Julien Vincent (ESR11)

Modelling the mathematical way

As a PhD student in mathematics coming from a different field, I chose to write this blog post about mathematical modelling, a subject that at the beginning of my PhD I did not suspect to like that much but for which I ended up developing great interest.In simple words, mathematical modelling is the expression of physical, biological and chemical events into differential equations. These equations can depend on space or time (Ordinary Differential Equations), or both (Partial Differential Equations). The resolution of these equations or system of equations can predict the behaviour of the systems analysed.

When systems of equations are too complicated to solve analytically, i.e. using mathematical methods, “numerics” come into play and the systems can be solved using computers.

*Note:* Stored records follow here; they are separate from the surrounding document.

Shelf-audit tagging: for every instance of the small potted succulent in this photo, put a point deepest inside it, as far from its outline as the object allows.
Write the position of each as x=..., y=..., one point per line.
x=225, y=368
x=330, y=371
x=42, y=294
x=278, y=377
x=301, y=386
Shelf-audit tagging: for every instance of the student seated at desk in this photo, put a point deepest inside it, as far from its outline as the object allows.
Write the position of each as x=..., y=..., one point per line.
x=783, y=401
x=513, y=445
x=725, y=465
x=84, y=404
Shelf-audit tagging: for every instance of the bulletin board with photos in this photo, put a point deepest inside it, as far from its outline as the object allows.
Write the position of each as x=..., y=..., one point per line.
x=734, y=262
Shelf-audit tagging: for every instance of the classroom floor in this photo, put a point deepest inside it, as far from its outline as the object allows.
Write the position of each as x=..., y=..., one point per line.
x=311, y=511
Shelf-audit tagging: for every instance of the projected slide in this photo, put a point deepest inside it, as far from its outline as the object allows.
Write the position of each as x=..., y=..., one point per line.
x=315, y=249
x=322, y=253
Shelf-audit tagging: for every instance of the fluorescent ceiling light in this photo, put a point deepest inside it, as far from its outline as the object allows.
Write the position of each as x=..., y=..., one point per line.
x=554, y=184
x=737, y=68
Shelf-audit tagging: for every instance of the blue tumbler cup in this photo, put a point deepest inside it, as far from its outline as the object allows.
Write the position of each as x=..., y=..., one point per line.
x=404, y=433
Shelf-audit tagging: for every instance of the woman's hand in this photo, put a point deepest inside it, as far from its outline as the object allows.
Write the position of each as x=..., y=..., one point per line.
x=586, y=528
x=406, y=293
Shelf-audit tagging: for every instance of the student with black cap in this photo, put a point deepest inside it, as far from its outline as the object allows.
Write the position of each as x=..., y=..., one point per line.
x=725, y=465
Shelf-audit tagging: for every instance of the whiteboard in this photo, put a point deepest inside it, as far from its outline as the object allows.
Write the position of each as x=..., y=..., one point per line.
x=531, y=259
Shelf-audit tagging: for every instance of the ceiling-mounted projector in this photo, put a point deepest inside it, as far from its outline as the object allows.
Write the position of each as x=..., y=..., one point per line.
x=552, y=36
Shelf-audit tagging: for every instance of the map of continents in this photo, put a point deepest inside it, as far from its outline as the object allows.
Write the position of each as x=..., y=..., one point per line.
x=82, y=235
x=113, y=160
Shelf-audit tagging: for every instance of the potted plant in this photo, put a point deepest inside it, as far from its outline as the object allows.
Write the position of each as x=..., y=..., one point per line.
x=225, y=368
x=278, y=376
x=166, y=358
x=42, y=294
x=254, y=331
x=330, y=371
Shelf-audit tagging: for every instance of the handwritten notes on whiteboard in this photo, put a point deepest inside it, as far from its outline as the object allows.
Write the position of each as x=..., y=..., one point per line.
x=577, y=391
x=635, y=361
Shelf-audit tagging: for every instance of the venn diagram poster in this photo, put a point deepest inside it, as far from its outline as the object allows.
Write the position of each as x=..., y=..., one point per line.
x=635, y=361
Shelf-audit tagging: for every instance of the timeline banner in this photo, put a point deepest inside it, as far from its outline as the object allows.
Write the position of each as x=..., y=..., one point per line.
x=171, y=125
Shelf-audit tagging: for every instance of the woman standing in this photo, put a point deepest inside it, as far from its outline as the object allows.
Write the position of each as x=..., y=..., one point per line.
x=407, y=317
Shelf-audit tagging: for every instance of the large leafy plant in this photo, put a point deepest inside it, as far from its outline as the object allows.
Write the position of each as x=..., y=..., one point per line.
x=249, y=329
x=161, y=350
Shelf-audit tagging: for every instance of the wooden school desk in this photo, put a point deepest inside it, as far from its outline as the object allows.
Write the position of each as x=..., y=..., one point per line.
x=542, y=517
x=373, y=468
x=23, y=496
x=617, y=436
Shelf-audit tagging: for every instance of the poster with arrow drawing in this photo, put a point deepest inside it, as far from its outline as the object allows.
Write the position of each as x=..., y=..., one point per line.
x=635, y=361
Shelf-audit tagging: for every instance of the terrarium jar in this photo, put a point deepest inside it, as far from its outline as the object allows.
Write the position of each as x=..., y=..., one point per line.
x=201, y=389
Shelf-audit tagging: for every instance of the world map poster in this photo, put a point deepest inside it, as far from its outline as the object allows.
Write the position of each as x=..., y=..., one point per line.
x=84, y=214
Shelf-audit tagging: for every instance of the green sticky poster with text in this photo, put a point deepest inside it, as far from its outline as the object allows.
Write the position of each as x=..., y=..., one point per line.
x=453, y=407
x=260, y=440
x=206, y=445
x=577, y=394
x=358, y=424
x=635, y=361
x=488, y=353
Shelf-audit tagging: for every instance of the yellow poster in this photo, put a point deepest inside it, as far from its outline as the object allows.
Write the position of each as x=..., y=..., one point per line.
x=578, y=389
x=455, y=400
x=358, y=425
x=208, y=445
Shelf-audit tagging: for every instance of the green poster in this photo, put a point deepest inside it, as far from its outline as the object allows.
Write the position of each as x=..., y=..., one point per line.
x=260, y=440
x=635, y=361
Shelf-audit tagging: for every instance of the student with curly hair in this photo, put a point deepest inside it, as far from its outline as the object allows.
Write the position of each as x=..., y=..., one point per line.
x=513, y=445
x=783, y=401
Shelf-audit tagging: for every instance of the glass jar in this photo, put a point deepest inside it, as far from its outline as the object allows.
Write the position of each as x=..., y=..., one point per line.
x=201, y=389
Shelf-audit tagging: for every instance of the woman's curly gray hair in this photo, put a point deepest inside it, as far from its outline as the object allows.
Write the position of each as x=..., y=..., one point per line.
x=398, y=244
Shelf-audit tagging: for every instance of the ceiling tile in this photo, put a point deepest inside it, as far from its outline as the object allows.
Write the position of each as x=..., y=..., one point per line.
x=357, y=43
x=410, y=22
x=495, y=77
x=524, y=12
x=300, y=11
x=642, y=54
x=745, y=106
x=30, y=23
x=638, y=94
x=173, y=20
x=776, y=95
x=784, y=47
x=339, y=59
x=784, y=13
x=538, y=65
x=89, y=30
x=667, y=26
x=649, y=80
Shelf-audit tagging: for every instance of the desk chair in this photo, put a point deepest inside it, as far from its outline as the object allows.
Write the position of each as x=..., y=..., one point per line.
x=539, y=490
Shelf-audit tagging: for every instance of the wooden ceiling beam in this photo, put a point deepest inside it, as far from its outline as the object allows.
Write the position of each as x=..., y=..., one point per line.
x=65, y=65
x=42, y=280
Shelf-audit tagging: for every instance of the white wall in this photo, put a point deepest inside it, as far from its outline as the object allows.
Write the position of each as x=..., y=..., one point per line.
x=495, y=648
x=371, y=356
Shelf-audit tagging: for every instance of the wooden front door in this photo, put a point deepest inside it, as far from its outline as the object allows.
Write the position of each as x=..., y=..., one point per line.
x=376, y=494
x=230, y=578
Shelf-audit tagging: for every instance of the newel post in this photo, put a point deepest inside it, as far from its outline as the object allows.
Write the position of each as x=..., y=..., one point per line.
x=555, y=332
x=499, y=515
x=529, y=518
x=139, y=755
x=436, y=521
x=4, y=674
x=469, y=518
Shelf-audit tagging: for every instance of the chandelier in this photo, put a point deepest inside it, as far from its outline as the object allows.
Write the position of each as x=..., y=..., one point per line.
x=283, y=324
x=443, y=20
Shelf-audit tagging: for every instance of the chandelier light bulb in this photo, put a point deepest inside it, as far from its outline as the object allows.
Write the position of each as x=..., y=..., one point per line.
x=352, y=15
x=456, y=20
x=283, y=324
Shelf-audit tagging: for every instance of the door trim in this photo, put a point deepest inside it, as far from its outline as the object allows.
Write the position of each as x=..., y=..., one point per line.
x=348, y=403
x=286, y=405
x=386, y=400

To that end, the time and/or space is separated in a mesh or grid of points (called discretization), and by knowing what happens at the boundary of the systems and at the initial time, we can deduce, point by point, the solution for all the points on the grid by using numerical methods.

For someone that is used to laboratory work, mathematical modelling is really fun! Small constraints related to the practical aspects of working in a lab such as missing reagents or equipment failure are not present, and this is refreshing. However, real data is necessary to calibrate the models developed, making mathematical modelling and laboratory work very intertwined.

The main limitations of mathematical modelling are getting unknown parameters that can be very cumbersome, and modelling an event for which equations are still unknown or known but too difficult to solve. The range of validity of equations can also be a limitation to the applicability of the models. In addition, mathematical modelling requires multidisciplinary collaboration which can turn out to be difficult since biologists, physicists and mathematicians do not describe the same scientific problems in the same way. Similarly, different fields approach the same scientific question with a different angle and focus.

In my research, mathematical modelling is used to understand and/or predict the behaviour of biofilms, complex bacterial communities. That saves experimental time (some reactors can take months to develop a stable community) and costs, but a developed model can also be helpful because of the complexity of analysing biofilms without degrading them.